You are definitely overthinking (which really means underthinking and overdoing!)

Also, it may be a good idea (well, it always is) to show us the entire problem as given to you, so we can be sure what you are doing. I don't like problems that start with "...="!

 

[instawin]

Did you try a u-substitution, u = 1 - t? Do that in one of the definite integrals, and see what happens. And show us your work.

You are definitely overthinking (which really means underthinking and overdoing!)

Also, it may be a good idea (well, it always is) to show us the entire problem as given to you, so we can be sure what you are doing. I don't like problems that start with "...="!

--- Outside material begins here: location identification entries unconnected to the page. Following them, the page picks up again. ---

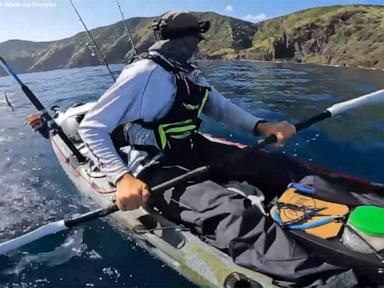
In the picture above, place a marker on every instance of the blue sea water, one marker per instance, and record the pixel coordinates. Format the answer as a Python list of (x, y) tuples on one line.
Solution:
[(34, 190)]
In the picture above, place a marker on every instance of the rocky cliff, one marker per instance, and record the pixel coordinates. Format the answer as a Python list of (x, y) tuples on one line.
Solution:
[(338, 35)]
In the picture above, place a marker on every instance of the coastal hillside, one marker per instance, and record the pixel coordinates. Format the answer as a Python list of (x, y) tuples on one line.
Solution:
[(338, 35)]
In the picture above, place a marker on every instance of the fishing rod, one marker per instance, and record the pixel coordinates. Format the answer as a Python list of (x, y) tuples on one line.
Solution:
[(49, 229), (8, 102), (100, 55), (126, 27), (39, 106)]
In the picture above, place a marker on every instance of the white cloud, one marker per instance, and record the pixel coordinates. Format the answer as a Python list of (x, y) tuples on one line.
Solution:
[(255, 18)]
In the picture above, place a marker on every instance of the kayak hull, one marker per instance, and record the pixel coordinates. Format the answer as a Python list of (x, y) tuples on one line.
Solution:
[(177, 247)]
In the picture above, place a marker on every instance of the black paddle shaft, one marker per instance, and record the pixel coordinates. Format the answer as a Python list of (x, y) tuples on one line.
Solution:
[(194, 174), (102, 212), (299, 126)]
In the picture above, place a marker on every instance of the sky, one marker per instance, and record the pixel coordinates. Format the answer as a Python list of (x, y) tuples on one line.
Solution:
[(46, 20)]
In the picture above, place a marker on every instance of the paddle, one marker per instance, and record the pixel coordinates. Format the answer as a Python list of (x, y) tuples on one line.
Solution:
[(372, 98), (62, 225)]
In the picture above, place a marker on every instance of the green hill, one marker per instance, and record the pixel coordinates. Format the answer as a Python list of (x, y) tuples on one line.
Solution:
[(338, 35)]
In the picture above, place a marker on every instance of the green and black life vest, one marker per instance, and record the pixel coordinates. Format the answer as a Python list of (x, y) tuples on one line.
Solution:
[(176, 130)]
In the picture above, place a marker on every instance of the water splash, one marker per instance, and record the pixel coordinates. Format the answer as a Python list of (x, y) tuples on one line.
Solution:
[(72, 247)]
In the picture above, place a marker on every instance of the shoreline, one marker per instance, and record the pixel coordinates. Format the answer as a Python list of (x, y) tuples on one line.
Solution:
[(219, 60)]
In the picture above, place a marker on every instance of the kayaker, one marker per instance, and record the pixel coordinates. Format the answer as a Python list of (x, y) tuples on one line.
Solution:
[(155, 107)]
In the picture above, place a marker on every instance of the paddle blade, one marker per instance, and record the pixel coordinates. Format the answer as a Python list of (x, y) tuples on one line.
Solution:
[(22, 240), (368, 99)]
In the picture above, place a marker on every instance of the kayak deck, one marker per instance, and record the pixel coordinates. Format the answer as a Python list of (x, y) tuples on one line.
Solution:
[(186, 253)]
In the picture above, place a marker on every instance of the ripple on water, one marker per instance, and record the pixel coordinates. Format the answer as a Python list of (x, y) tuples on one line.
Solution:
[(73, 246)]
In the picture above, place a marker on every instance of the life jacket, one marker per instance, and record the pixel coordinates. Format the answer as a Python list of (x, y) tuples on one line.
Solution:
[(175, 131)]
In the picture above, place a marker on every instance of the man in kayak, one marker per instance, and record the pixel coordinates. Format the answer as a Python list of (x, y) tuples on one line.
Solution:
[(155, 107)]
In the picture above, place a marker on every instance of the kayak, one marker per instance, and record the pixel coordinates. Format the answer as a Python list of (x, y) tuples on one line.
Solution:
[(351, 218), (175, 245)]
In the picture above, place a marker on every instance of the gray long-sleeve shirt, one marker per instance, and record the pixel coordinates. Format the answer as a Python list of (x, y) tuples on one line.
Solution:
[(144, 90)]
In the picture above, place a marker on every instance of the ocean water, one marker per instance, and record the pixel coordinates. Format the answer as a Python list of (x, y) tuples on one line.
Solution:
[(34, 190)]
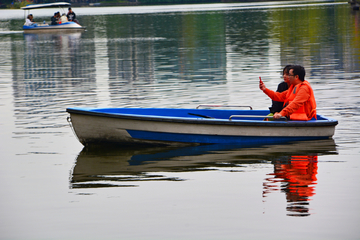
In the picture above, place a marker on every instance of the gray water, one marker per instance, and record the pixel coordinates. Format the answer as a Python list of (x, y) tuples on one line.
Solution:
[(178, 56)]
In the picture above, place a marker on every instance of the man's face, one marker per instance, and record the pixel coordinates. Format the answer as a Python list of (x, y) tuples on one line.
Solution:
[(291, 77)]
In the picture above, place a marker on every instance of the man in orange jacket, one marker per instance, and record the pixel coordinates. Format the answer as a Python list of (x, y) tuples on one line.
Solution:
[(299, 100)]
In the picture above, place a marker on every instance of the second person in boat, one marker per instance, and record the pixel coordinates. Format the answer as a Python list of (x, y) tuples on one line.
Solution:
[(299, 100)]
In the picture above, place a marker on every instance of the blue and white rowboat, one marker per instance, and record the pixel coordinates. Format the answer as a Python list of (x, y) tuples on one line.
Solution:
[(197, 126)]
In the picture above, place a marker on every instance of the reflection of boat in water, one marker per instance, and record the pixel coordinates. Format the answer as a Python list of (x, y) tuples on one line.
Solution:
[(199, 126), (128, 163), (295, 166), (47, 28)]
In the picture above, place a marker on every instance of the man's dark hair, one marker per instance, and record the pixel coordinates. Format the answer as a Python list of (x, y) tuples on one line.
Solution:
[(298, 70), (286, 69)]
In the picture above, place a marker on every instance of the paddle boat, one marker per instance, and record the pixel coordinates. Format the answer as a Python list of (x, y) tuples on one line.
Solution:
[(45, 27), (207, 125)]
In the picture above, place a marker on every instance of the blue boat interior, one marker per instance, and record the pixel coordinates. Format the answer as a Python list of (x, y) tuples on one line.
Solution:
[(220, 114)]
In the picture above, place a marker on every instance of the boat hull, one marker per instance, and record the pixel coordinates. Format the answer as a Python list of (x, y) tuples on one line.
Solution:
[(45, 28), (94, 127)]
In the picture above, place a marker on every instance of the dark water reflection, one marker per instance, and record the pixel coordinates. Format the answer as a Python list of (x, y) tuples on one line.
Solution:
[(295, 166)]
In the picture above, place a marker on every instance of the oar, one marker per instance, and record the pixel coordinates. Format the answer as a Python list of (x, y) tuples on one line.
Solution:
[(199, 115)]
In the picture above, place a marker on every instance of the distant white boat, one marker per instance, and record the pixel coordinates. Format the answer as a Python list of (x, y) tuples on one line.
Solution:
[(44, 27)]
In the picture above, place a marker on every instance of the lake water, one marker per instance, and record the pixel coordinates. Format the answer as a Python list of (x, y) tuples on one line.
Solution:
[(178, 56)]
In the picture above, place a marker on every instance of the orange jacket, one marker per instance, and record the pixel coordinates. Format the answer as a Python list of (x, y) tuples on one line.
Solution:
[(304, 97)]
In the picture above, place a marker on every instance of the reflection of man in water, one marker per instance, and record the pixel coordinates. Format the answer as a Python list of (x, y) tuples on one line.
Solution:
[(297, 175)]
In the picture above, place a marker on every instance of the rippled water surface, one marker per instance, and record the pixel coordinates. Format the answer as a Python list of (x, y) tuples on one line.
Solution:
[(177, 56)]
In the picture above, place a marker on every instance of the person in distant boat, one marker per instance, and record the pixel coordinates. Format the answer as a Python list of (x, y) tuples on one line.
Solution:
[(30, 21), (63, 18), (72, 16), (283, 86), (299, 100), (55, 19)]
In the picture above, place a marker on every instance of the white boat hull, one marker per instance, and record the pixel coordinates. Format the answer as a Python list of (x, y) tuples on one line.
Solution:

I did try, but only with the indefinite versions. I was able to get them to cancel out when I did that substitution you suggested in one of the *definite* integrals; thank you for your suggestion/help. If people have a similar question I've attached Dr. Peterson's suggestion worked out.

edit: wasn't sure if pdfs were okay, so I remade it into a jpg

 

[Dr.Peterson]

Good work. I just renamed u back to t after the substitution (which is valid since the name of a variable is irrelevant), so that they became identical. That's equivalent to what you did, which amounts to making the "substitution" u = t in the second integral!

In general, if a problem is about definite integrals and I can't make progress working out an antiderivative, I go back to the definite integrals to see if there is anything special about them. Actually, in this case I guessed that would be the case without trying anything else, because I saw the symmetry in the integrands.